Basically it broke down to the following sections. a biography-references , a CV, a artist statement, a series of blog stories written from 2013 to 2018 with accompanying pictures (lots and lots of pictures). It ended with a section on the donation work done and the hoped for future donation efforts.

Glad that paper work is done with, at least I hope that's the case.

Hopefully this will all lead to more exposure for the work, more exhibitions and more importantly some solid fundraising for the families. Social documentary photography is all about helping people, lets do some of that!

Monday, June 4, 2018

Quote: Ted Kennedy (Eulogy To His Brother Bobby)

"Bobby should be remembered simply as a good and decent man who saw wrong and tried to right it, saw suffering and tried to heal it, saw war and tried to stop it."

Sunday, June 3, 2018

The Real Me? Taking Off My Mask

One bad part in all of this down east major opportunity is that Bob has asked me to come out from behind my Gerry Yaum pseudonym and use my real name for this project, exhibitions and fundraising efforts (assuming they happen). The reason being is that people will not give money to a guy not using his real name, they worry about fraud etc. I can understand that, helping the people would pull me away from the name, it is that important.

I hate leaving Yaum behind thou, I would rather say Yaum forever. Who the f-ck cares about the real me? I am of no importance. Too many folks everywhere, all the time are selfishly worried about getting famous, putting their name on a wall, having everyone pat them on the back etc.  I have never been into that. Flattery has always made me cringe. I want the work and the stories to be famous of course, to have a far reaching and lasting impact but I could care less about the rest.

I hope I can stay Yaum, but it might be impossible to do.

Saturday, June 2, 2018

Working On A "Families Of The Dump" Presentation

Over the last month I have been working on a presentation of the "Families of the Dump" project. It will include a biography of myself (requested) as well as section detailing fundraising. The entire presentation needs to be completed by this coming Tuesday. I will then send it down East to my contact, Bob C in Toronto. Hopefully this will lead to an exhibition in Toronto during the Scotiabank Contact Photography Festival 2019. There might also be a fund raiser to help the the families and the potential for more than one exhibition, possibly multiple exhibitions in Ontario and Quebec.
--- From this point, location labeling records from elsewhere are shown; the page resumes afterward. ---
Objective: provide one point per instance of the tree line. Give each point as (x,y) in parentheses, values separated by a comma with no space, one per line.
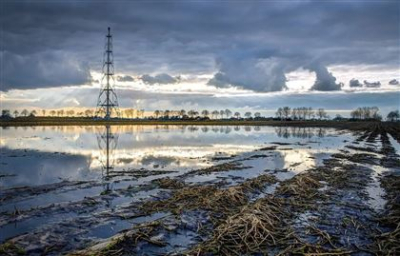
(282,113)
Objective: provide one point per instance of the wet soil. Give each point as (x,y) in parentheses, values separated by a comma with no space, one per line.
(348,204)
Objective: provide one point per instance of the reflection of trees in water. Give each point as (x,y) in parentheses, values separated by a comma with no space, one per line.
(152,128)
(299,132)
(107,142)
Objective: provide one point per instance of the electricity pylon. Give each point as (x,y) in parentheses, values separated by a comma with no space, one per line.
(107,103)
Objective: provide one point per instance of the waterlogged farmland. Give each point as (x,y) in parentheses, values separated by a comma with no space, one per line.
(232,190)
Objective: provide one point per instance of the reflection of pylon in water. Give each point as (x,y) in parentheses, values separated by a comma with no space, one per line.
(107,142)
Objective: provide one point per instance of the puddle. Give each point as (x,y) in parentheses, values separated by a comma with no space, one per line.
(121,163)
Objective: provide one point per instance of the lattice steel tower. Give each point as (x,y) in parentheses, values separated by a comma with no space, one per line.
(107,103)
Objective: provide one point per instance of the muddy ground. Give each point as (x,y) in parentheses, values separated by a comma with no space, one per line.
(349,204)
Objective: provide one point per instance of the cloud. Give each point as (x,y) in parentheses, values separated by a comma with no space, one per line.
(41,70)
(125,78)
(257,74)
(394,82)
(159,79)
(196,38)
(372,84)
(355,83)
(325,81)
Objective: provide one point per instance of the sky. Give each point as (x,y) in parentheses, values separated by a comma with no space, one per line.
(242,55)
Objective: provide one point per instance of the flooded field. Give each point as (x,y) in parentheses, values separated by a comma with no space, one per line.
(232,190)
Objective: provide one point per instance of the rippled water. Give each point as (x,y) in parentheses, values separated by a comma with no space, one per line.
(45,170)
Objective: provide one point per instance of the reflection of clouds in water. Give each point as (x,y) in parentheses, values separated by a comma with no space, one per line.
(39,168)
(298,160)
(300,132)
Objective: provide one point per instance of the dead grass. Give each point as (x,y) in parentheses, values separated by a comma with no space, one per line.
(252,230)
(168,183)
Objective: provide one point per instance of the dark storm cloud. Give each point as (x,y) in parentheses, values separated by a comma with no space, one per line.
(251,45)
(355,83)
(125,78)
(325,81)
(47,69)
(159,79)
(372,84)
(261,75)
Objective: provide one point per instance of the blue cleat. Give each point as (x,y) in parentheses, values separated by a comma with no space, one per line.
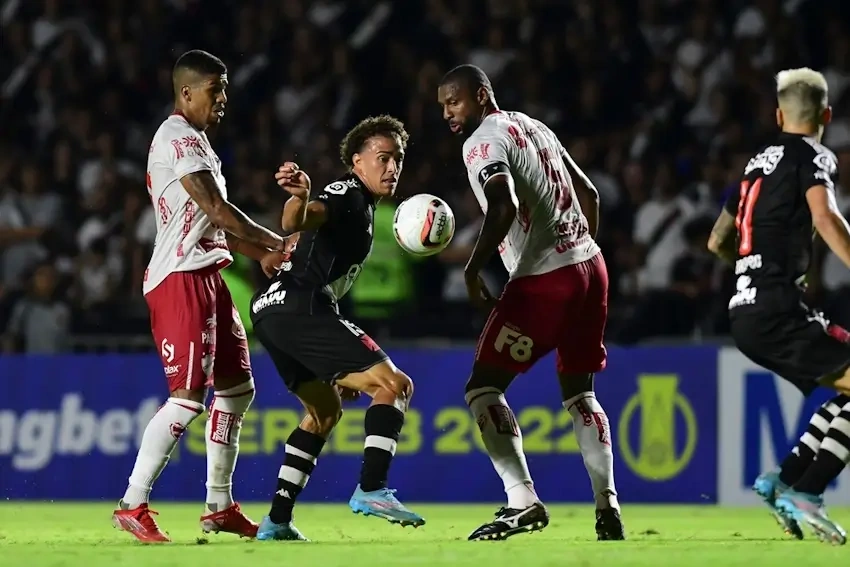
(383,504)
(809,509)
(269,531)
(769,487)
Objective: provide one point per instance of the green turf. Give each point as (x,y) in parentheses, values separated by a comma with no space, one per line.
(43,535)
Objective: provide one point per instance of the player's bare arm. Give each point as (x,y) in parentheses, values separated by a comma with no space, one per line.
(829,222)
(721,242)
(270,260)
(204,190)
(502,207)
(588,195)
(299,212)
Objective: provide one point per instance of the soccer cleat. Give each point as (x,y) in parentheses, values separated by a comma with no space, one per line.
(769,487)
(383,504)
(511,521)
(139,521)
(609,525)
(809,509)
(230,520)
(269,531)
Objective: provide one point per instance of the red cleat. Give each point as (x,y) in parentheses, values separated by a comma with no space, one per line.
(139,522)
(230,520)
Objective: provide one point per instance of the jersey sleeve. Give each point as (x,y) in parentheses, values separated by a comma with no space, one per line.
(486,156)
(185,151)
(821,169)
(334,196)
(731,204)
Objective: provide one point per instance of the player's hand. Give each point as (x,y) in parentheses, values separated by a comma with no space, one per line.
(271,262)
(479,295)
(347,394)
(293,180)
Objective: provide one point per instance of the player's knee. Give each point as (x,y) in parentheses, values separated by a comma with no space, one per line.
(322,420)
(197,395)
(489,377)
(574,384)
(399,384)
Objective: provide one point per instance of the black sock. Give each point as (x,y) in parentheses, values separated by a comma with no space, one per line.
(302,451)
(803,454)
(383,427)
(832,456)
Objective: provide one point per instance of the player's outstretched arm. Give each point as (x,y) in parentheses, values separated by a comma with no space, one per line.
(204,190)
(299,212)
(502,207)
(721,242)
(829,222)
(588,195)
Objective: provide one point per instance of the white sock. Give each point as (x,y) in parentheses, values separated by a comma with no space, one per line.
(160,437)
(222,435)
(503,441)
(593,433)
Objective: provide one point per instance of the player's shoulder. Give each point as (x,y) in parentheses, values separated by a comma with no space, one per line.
(174,126)
(823,157)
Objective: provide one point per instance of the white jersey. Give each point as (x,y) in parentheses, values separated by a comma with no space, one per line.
(550,230)
(186,240)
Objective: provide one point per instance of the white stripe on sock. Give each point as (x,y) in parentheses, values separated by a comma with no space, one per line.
(299,453)
(820,422)
(810,441)
(378,442)
(836,448)
(293,475)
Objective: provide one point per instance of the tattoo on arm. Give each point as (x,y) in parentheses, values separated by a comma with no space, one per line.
(723,236)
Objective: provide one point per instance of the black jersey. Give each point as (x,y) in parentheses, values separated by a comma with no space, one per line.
(772,216)
(326,261)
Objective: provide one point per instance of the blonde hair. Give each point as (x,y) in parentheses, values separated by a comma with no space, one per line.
(802,94)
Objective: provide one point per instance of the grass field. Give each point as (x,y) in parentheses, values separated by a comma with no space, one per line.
(45,535)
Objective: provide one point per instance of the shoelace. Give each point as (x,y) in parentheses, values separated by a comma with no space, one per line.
(146,518)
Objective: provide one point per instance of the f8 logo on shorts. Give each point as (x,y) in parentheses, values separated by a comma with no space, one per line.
(520,345)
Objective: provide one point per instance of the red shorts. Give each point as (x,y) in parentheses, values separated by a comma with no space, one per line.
(197,329)
(564,310)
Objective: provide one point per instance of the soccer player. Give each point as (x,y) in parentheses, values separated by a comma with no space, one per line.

Will see how this all goes down, lots of loose strings, not sure if any good things will happen or if it will all lead to nothing. We can only try to do our best, and hope for a positive outcome!!

Quote: Georg Buchner (German Writer)

"Once should try it, immerse oneself in the life of the lowest of the low, reproduce his every gesture and twitch, his innuendos, the whole subtle and scarcely noticeable play of his features....No man should appear too lowly or ugly for one. Only then can one understand mankind."